What happens when you take the Dodgers, the Padres and sign stealing and put them all together? You get the biggest ongoing beef in Major League Baseball.
Here’s the setup: on Saturday, Padres star shortstop Fernando Tatis Jr. took Dodgers ace Trevor Bauer deep twice in what ended up being a 5-4 Dodgers win. Tatis celebrated each blast by mocking Bauer’s previously-used antics—first by covering his right eye while rounding first base, then by mimicking the “Conor McGregor strut” on the second home run.
After the game, Bauer said he had no problem with Tatis’s celebrations, saying that the game needs more of that type of excitement.
“I like it,” Bauer said in his postgame press conference. “I think that pitchers that have that done to them and react by throwing at people … I think it’s pretty soft. If you give up a homer, a guy should celebrate it. It’s hard to hit in the big leagues.”

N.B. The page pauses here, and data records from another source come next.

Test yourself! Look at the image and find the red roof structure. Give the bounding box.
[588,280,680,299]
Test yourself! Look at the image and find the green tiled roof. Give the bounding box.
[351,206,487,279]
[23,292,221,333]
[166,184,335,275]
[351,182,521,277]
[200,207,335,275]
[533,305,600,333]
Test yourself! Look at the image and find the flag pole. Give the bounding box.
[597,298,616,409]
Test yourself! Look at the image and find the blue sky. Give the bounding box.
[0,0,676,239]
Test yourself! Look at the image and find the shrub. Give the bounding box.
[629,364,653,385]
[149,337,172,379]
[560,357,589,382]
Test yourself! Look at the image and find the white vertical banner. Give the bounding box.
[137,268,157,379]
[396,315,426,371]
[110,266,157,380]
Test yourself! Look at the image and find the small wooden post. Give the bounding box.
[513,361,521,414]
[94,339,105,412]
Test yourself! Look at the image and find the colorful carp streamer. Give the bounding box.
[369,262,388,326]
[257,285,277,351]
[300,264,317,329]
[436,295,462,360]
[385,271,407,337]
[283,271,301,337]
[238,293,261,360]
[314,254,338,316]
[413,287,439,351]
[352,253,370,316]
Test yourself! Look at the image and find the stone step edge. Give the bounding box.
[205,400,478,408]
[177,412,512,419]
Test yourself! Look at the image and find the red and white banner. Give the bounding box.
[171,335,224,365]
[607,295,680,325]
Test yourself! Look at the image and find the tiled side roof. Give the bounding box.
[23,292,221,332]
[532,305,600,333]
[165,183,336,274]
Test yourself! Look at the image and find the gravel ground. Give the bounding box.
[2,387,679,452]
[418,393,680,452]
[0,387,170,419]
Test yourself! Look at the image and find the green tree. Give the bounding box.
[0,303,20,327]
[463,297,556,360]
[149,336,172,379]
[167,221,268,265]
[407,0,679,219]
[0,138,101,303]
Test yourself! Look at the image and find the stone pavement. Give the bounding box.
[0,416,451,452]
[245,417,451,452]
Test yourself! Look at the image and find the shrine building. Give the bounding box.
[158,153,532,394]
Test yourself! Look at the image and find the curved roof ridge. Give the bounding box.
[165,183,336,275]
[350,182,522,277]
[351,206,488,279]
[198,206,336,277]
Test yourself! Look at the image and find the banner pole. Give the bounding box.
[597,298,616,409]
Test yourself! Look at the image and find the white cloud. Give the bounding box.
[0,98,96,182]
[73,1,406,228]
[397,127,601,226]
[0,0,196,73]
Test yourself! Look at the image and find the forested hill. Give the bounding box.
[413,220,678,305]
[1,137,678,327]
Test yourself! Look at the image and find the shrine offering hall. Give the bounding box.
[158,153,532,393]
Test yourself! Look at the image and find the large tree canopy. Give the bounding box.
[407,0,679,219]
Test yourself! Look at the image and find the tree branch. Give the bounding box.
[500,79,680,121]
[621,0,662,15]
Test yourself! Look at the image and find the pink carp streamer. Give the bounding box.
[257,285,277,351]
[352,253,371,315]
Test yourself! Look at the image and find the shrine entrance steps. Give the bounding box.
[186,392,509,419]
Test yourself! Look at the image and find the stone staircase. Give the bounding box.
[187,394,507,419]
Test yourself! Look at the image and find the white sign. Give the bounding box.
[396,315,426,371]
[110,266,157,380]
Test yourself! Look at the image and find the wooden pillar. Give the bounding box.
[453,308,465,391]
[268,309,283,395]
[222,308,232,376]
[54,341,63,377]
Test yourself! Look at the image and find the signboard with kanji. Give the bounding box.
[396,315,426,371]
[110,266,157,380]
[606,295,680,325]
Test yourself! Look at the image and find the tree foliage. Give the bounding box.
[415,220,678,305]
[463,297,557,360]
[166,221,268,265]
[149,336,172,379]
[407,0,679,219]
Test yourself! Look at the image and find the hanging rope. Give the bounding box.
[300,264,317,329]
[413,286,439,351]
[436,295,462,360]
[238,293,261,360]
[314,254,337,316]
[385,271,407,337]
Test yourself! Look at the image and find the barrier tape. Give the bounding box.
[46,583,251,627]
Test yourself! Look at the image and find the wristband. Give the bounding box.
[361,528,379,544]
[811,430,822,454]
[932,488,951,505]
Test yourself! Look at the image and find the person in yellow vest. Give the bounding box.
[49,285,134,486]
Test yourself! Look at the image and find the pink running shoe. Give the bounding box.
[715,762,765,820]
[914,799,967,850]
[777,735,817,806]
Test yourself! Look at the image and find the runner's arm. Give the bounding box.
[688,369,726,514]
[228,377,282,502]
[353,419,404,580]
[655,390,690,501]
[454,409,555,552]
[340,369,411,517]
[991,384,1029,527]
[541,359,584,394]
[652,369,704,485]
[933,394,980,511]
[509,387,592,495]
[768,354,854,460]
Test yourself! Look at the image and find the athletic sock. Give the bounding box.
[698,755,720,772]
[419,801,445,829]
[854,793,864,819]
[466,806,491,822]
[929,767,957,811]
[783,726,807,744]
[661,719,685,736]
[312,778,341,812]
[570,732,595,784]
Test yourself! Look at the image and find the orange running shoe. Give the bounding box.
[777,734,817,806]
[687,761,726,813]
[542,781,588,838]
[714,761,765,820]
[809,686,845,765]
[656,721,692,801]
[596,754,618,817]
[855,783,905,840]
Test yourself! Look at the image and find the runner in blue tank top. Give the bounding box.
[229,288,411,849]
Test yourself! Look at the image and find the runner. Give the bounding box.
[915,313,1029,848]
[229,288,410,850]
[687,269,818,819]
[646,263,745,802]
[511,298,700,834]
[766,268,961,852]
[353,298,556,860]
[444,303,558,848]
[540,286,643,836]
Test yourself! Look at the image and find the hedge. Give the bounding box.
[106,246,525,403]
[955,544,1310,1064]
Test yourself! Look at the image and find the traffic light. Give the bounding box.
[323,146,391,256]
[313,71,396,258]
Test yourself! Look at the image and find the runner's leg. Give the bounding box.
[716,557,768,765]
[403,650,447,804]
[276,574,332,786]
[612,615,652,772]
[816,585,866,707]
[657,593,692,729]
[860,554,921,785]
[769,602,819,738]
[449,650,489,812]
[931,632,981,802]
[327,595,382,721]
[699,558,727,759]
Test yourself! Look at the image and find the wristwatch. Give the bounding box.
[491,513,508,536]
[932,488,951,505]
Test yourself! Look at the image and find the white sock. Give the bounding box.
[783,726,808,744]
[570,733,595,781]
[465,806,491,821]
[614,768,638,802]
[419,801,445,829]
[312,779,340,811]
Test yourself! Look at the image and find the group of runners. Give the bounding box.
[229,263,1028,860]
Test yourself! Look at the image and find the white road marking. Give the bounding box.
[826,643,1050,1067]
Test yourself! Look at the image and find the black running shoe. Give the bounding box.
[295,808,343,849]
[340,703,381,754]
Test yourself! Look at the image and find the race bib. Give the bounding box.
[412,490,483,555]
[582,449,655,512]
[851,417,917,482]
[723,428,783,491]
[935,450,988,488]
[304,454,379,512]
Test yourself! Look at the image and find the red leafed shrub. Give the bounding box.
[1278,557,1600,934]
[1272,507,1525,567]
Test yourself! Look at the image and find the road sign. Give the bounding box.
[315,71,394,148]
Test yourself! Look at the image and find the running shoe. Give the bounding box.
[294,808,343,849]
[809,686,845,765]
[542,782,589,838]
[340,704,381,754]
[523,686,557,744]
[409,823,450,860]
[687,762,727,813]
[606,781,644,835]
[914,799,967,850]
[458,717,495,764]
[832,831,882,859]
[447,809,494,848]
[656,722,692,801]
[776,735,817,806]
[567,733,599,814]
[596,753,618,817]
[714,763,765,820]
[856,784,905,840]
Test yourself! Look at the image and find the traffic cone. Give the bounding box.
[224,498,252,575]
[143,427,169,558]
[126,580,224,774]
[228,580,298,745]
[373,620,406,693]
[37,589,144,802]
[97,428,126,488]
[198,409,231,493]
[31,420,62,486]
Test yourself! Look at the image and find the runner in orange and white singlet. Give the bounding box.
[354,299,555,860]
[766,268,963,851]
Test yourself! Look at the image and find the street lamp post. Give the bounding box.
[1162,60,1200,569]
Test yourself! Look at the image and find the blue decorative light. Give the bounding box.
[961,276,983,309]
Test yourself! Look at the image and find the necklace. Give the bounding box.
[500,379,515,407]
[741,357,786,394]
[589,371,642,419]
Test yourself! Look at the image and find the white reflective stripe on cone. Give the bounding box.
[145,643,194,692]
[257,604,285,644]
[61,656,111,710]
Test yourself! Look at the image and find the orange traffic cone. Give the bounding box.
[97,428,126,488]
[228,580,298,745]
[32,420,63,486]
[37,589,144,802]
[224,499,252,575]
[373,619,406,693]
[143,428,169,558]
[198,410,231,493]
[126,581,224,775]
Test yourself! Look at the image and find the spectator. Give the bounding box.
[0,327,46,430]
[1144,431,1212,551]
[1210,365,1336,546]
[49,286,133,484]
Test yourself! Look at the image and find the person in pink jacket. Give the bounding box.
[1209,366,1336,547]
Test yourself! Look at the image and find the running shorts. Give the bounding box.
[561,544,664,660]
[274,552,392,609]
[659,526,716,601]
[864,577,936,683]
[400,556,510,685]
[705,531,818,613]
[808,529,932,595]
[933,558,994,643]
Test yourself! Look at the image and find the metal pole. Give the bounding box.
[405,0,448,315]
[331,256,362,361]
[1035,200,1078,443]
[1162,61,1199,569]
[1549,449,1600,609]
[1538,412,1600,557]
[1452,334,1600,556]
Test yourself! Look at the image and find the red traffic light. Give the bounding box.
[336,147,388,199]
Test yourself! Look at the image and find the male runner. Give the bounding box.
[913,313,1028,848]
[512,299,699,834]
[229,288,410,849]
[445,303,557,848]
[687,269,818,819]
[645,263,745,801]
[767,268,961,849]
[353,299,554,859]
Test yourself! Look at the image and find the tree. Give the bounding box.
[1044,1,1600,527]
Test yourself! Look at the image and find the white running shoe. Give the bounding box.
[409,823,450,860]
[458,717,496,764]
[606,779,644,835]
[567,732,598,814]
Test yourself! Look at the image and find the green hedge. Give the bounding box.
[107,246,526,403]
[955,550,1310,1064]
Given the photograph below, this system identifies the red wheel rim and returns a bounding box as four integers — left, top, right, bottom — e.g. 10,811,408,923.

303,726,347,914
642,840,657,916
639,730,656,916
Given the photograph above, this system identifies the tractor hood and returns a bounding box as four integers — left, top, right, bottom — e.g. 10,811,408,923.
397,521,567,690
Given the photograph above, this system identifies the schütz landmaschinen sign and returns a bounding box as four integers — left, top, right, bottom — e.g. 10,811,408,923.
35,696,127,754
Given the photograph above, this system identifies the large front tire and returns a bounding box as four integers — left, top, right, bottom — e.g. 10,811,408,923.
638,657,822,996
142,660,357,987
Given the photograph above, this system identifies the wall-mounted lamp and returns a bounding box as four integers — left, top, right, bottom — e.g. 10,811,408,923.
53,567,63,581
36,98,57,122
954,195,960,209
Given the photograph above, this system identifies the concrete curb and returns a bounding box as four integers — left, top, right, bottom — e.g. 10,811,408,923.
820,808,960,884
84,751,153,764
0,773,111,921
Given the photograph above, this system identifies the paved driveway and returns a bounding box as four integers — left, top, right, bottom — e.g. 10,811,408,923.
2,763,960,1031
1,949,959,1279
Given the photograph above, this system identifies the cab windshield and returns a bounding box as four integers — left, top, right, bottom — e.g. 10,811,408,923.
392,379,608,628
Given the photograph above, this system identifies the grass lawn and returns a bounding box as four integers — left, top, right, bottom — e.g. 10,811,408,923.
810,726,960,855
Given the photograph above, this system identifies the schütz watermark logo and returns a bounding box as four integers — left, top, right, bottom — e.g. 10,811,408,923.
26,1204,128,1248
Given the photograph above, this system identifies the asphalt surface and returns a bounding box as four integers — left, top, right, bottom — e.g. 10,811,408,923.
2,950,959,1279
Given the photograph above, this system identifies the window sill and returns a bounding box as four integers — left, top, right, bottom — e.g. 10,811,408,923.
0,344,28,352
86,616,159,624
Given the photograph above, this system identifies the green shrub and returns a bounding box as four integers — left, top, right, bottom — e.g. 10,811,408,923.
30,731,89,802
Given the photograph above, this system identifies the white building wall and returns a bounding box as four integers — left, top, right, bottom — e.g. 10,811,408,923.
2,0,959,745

So all seemed well and good—that is, until Sunday, when Bauer publicly took issue with Tatis appearing to peek in at catcher Will Smith’s signs just before hitting his second home run. In a tweet, Bauer told Tatis to “just ask daddy nicely next time” if he wanted to know what pitch was coming. Tatis had his own tweet ready in response.
Ahead of Sunday’s series finale, it became clear that Bauer was not the only one who took issue with Tatis’ apparent sign stealing. When asked about it in his pregame press conference, Dodgers manager Dave Roberts took issue with it, and insinuated that Tatis could be in store for on-field repercussions going forward.
“When you talk about peaking, that’s just not the way you play baseball,” Roberts said. “If that is the case, which I don’t know, that’ll be noted.”
When asked to clarify whether he meant adjusting how catchers give signs, Roberts was curt.
“No, that’s not what I’m talking about.”
In a video posted to his YouTube channel in which he gave his thoughts on Tatis’s celebrations and alleged sign stealing, Bauer was also adamant that looking at the catcher’s signs was crossing a line, and that type of behavior would likely result in getting hit with a pitch against another opponent.
“That’s the type of stuff that would get you hit in other games,” Bauer said. “Now, I’m mild-mannered about it…flip the bat, do all that stuff, fine. If you’re gonna look at the signs, not OK, and if you do it again, the team that you’re playing probably isn’t gonna take too kindly to it, and there might have to be some on-field stuff.”